Ponderando os novos dados avançados em Os Painéis de Nuno Gonçalves, pode reconhecer-se que o vaticínio de Cook se cumpriu: o problema era afinal resolúvel.

Retrospetivamente, suspeita-se que a não consideração de uma data tão recuada para a execução do políptico terá constituído ao longo das últimas décadas o maior entrave para a sua compreensão. Adriano de Gusmão, bom conhecedor da nossa Escola de Pintura e, certamente, um dos mais lúcidos críticos da temática, não terá beneficiado desse grau de liberdade intelectual. Assim, confira-se o seguinte juízo feito por este autor: «Prejudicou fundamentalmente toda a sua boa tentativa, ter o Dr. José Saraiva partido do ano de 1445 – que supôs decifrar sob a rubrica do pintor [Gusmão refere um vestígio ilegível abaixo do monograma, sendo este último uma segunda marca autoral aposta na bota de D. Duarte e já reconhecida por José de Figueiredo] – para a identificação das figuras pintadas no Políptico».

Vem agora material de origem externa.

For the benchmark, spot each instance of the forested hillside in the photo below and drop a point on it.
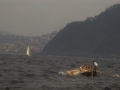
(96, 36)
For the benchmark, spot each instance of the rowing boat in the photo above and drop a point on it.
(85, 70)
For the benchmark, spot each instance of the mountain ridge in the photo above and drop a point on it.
(96, 36)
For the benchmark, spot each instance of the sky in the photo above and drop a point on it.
(38, 17)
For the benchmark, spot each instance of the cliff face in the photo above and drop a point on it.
(97, 36)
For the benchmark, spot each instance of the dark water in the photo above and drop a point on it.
(42, 73)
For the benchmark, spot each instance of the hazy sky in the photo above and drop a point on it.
(38, 17)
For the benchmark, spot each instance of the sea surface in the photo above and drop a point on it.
(19, 72)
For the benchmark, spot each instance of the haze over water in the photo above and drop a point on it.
(42, 73)
(38, 17)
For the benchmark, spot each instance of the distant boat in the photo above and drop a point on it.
(28, 51)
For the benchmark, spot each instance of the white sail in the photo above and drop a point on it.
(28, 51)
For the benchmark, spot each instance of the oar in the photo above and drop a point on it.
(106, 74)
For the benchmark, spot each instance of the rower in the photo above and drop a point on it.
(95, 67)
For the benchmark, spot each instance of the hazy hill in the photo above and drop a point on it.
(5, 32)
(97, 36)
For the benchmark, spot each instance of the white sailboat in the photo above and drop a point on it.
(28, 51)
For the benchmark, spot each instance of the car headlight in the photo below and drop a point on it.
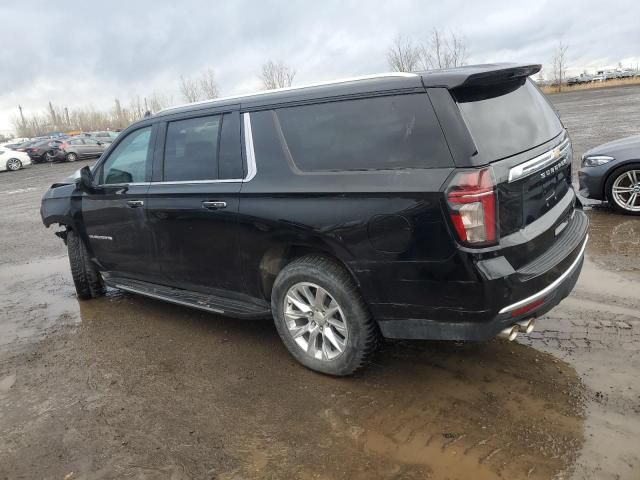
(595, 160)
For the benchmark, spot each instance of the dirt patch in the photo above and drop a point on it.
(134, 387)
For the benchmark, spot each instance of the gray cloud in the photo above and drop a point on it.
(78, 52)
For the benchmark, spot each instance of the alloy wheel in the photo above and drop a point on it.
(14, 164)
(315, 321)
(626, 190)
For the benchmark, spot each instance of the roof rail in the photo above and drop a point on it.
(287, 89)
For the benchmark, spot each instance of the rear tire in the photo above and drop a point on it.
(336, 344)
(623, 189)
(86, 277)
(14, 164)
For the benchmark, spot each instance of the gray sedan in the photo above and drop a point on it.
(612, 172)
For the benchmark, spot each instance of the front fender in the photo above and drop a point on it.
(58, 204)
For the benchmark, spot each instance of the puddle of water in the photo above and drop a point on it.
(36, 297)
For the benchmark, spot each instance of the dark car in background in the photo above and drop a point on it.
(22, 147)
(80, 147)
(435, 205)
(105, 136)
(611, 172)
(43, 150)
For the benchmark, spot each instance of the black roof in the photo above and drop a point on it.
(396, 81)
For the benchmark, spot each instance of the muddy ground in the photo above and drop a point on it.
(126, 387)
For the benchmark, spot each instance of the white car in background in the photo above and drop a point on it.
(12, 160)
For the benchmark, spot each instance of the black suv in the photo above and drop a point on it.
(435, 205)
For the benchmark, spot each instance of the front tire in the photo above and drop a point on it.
(322, 318)
(86, 277)
(14, 164)
(623, 189)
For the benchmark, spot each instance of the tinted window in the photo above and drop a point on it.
(367, 134)
(191, 149)
(127, 163)
(507, 119)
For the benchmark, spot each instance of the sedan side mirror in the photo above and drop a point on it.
(86, 181)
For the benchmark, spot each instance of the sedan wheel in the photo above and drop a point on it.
(315, 321)
(625, 191)
(14, 164)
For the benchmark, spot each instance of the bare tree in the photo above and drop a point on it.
(196, 89)
(560, 64)
(444, 51)
(404, 55)
(276, 75)
(190, 89)
(440, 51)
(208, 85)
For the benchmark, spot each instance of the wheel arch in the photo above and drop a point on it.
(612, 171)
(278, 257)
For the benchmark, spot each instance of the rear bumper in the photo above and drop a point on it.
(591, 181)
(439, 330)
(499, 297)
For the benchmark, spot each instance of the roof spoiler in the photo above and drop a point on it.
(491, 77)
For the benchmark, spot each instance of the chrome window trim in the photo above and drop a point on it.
(549, 287)
(538, 163)
(248, 147)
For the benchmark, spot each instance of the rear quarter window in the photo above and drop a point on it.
(380, 133)
(507, 119)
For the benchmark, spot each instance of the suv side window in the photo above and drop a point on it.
(127, 162)
(191, 149)
(379, 133)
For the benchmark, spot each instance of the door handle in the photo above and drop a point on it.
(212, 205)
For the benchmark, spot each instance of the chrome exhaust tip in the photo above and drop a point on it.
(527, 326)
(510, 333)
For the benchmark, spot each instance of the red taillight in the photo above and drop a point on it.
(472, 202)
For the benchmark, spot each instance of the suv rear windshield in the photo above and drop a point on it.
(507, 119)
(380, 133)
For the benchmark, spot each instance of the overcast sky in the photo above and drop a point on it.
(82, 52)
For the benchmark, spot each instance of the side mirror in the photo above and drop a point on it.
(86, 181)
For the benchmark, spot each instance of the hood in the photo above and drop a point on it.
(623, 148)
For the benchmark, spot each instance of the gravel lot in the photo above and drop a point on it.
(128, 387)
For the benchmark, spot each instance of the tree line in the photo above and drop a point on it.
(405, 54)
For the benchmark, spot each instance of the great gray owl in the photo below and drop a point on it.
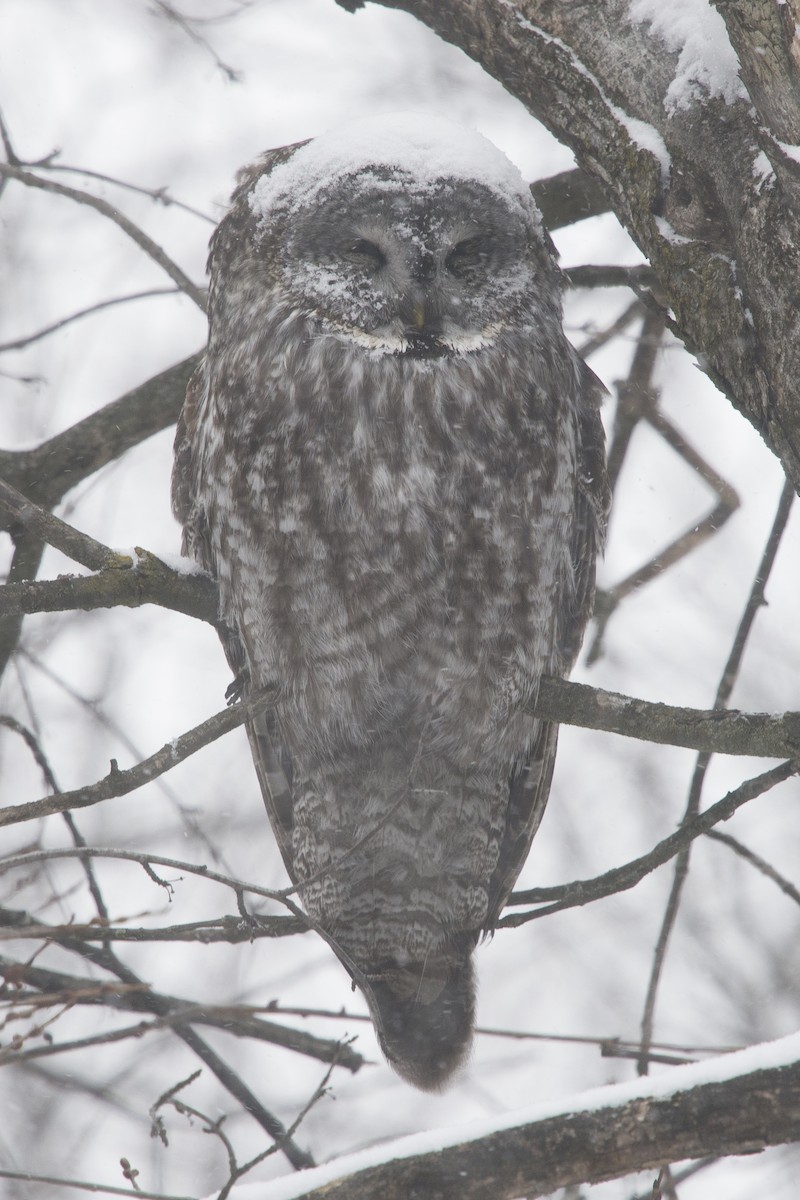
(392, 461)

Ao não aceitarem a priori uma constrição cronológica, imposta por supostos critérios estilísticos – o que poderia denotar falta de sofisticação, se não mesmo ingenuidade – os autores de Os Painéis de Nuno Gonçalves beneficiaram da visão fresca que frequentemente é o singelo apanágio dos novatos.

No entanto, quem hoje tentar, ao fim de um século de controvérsias, preservar a limpidez da abordagem de Cook arrisca-se a incorrer em censura académica. Assim, confiram-se as declarações do Professor Fernando António Baptista Pereira prestadas ao JL, Jornal de Letras, Artes e Ideias, por ocasião do colóquio ‘Nuno Gonçalves, Novas Perspetivas’, organizado em 3 e 4 de dezembro de 2010 pela Faculdade de Belas-Artes da Universidade de Lisboa, em estreita colaboração com a Academia Nacional de Belas-Artes e com o MNAA:

 

Entrevistador – Mas ficam de fora especulações sobre quem é quem nos painéis…

F. A. Baptista Pereira – Fundamentalmente não se pretende continuar a discutir essas questões que hoje em dia não têm qualquer sentido. Quem está representado, as identificações das personagens, o que é ou não é São Vicente, tudo isso são, para mim, problemáticas do passado. Aliás, todos os investigadores que fazem parte deste colóquio são unânimes em considerar que estamos diante do que resta do retábulo de São Vicente da Sé de Lisboa. Esse é um assunto que não merece polémica.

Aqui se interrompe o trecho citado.